There has been a lot of good stuff written about forgiveness this Easter time. Forgiveness is something we can do for another person and forgiveness is something we do for ourselves – something which helps us to move on with our lives.
I am convinced that moving on is an important part of forgiveness. If someone has wronged you and you forgive them it doesn’t automatically mean that things will go back to the way they were before the perceived wrong occurred. When we forgive a new thing happens – perhaps a healing or a liberation or a means of moving on, even changing a pattern of behaviour which has become damaging.
It my case the situation involved a friend who behaved badly towards me. Although I forgave the specific incident, I did not want to pick up the friendship where we had been before the incident happened. It was time to draw a line under it and move on with our lives. However, to my former friend I am a terrible person. In her mind, forgiveness means returning to something which is now long gone – restoration. For me forgiveness meant acknowledging what had happened – drawing a line under the past and moving on to the new.

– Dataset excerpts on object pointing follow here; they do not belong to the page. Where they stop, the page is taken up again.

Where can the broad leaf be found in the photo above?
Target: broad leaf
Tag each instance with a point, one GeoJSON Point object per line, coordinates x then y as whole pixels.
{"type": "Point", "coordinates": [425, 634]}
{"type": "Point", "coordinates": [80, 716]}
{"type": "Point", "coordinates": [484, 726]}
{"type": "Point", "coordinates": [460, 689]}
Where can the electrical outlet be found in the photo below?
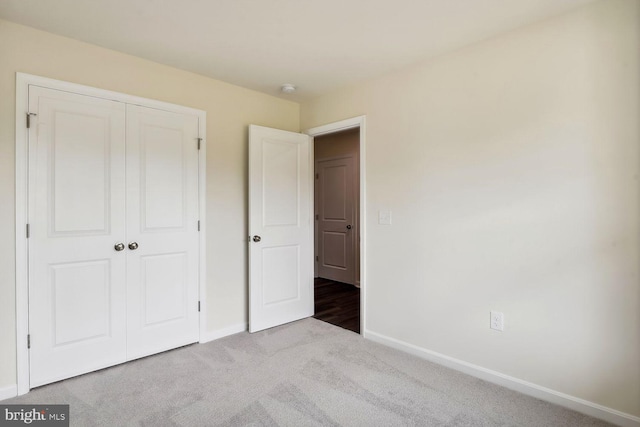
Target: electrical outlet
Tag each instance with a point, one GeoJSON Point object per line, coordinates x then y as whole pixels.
{"type": "Point", "coordinates": [496, 321]}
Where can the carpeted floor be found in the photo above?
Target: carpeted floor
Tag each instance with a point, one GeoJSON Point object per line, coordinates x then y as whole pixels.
{"type": "Point", "coordinates": [307, 373]}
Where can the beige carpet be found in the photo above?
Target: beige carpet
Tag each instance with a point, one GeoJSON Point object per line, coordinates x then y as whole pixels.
{"type": "Point", "coordinates": [306, 373]}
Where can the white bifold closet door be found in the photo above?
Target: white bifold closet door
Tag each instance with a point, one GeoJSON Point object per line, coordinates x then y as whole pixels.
{"type": "Point", "coordinates": [113, 247]}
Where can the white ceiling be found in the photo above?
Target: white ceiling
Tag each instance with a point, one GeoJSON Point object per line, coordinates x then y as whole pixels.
{"type": "Point", "coordinates": [318, 45]}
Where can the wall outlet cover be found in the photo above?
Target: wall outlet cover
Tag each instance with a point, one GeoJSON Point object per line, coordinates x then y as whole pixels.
{"type": "Point", "coordinates": [496, 320]}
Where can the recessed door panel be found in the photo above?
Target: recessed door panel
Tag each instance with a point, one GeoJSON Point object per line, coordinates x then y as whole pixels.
{"type": "Point", "coordinates": [280, 175]}
{"type": "Point", "coordinates": [80, 291]}
{"type": "Point", "coordinates": [276, 266]}
{"type": "Point", "coordinates": [334, 249]}
{"type": "Point", "coordinates": [335, 180]}
{"type": "Point", "coordinates": [80, 193]}
{"type": "Point", "coordinates": [164, 280]}
{"type": "Point", "coordinates": [280, 223]}
{"type": "Point", "coordinates": [163, 177]}
{"type": "Point", "coordinates": [77, 307]}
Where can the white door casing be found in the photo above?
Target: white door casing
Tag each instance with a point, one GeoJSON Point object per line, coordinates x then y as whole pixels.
{"type": "Point", "coordinates": [90, 305]}
{"type": "Point", "coordinates": [77, 216]}
{"type": "Point", "coordinates": [280, 227]}
{"type": "Point", "coordinates": [162, 224]}
{"type": "Point", "coordinates": [337, 225]}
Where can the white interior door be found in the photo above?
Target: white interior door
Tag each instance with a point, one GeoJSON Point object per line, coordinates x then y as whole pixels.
{"type": "Point", "coordinates": [280, 224]}
{"type": "Point", "coordinates": [335, 201]}
{"type": "Point", "coordinates": [77, 310]}
{"type": "Point", "coordinates": [162, 230]}
{"type": "Point", "coordinates": [114, 245]}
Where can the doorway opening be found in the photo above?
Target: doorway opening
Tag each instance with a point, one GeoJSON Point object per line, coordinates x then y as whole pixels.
{"type": "Point", "coordinates": [337, 228]}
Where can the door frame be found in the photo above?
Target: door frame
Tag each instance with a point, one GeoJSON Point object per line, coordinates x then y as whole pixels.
{"type": "Point", "coordinates": [352, 123]}
{"type": "Point", "coordinates": [23, 81]}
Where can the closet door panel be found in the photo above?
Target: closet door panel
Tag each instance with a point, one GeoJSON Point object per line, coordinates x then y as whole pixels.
{"type": "Point", "coordinates": [162, 230]}
{"type": "Point", "coordinates": [77, 293]}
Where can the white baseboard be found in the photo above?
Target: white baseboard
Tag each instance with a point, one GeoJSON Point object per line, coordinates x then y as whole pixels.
{"type": "Point", "coordinates": [525, 387]}
{"type": "Point", "coordinates": [8, 392]}
{"type": "Point", "coordinates": [221, 333]}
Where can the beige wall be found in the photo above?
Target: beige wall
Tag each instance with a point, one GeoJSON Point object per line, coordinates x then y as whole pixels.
{"type": "Point", "coordinates": [229, 110]}
{"type": "Point", "coordinates": [511, 169]}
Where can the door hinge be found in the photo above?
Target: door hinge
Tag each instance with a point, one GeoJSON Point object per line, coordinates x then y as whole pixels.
{"type": "Point", "coordinates": [29, 119]}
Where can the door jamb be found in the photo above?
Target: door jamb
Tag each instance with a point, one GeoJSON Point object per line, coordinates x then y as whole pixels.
{"type": "Point", "coordinates": [23, 81]}
{"type": "Point", "coordinates": [355, 122]}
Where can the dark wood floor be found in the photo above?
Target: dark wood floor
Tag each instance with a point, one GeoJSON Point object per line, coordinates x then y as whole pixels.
{"type": "Point", "coordinates": [337, 303]}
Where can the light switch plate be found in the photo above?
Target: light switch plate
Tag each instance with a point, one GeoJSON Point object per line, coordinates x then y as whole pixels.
{"type": "Point", "coordinates": [384, 217]}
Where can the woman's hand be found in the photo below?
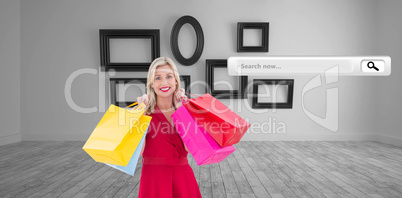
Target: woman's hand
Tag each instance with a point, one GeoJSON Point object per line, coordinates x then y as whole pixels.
{"type": "Point", "coordinates": [179, 95]}
{"type": "Point", "coordinates": [144, 98]}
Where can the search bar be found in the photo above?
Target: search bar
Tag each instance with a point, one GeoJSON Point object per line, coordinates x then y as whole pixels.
{"type": "Point", "coordinates": [307, 65]}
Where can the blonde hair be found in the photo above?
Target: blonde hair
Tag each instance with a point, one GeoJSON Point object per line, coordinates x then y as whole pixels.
{"type": "Point", "coordinates": [151, 78]}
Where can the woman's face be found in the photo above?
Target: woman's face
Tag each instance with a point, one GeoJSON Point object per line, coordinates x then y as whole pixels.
{"type": "Point", "coordinates": [164, 81]}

As a further example, I experienced a rupture in another friendship many years ago. The bust up was huge and significant and the fall out was painful and damaging for us both. Yet something new happened. In the years of silence, we both learned the meaning of forgiveness and we picked up the friendship again at a different time in our lives. We still remember the past, but it is the past.
I don’t believe we forgive and forget. Forgiveness means living with what has happened, learning from it and moving on, believing that a new thing can and will happen.
I would be interested to hear other people’s views or experiences of forgiveness. Here is a interesting one on peopleforothers.
Photo is ‘going our separate ways’ by RebekahSfD on Flickr
From a different perspective, it’s two separate tracks re-joining.
My experience of forgiveness is here… http://kirkcafe.blogspot.co.uk/2012/04/forgiveness.html
yes perspective is the key here – although ‘going our separate ways’ is the title the photographer gave her picture, the tracks could be rejoining. I have experienced both which is why I chose this particular picture. Thanks for sharing your story.
Thats a very enlightened perspective
It’s good to forgive
but bad to forget
Especially, the reuniting knowing the and aknowlediging ones wrongdoings is the greatest step one can make, and i like the Gray and Gold perspectives.
P.s. nice to see you linking to our site when using our pictuure, that’s the way we like it to see, thanks.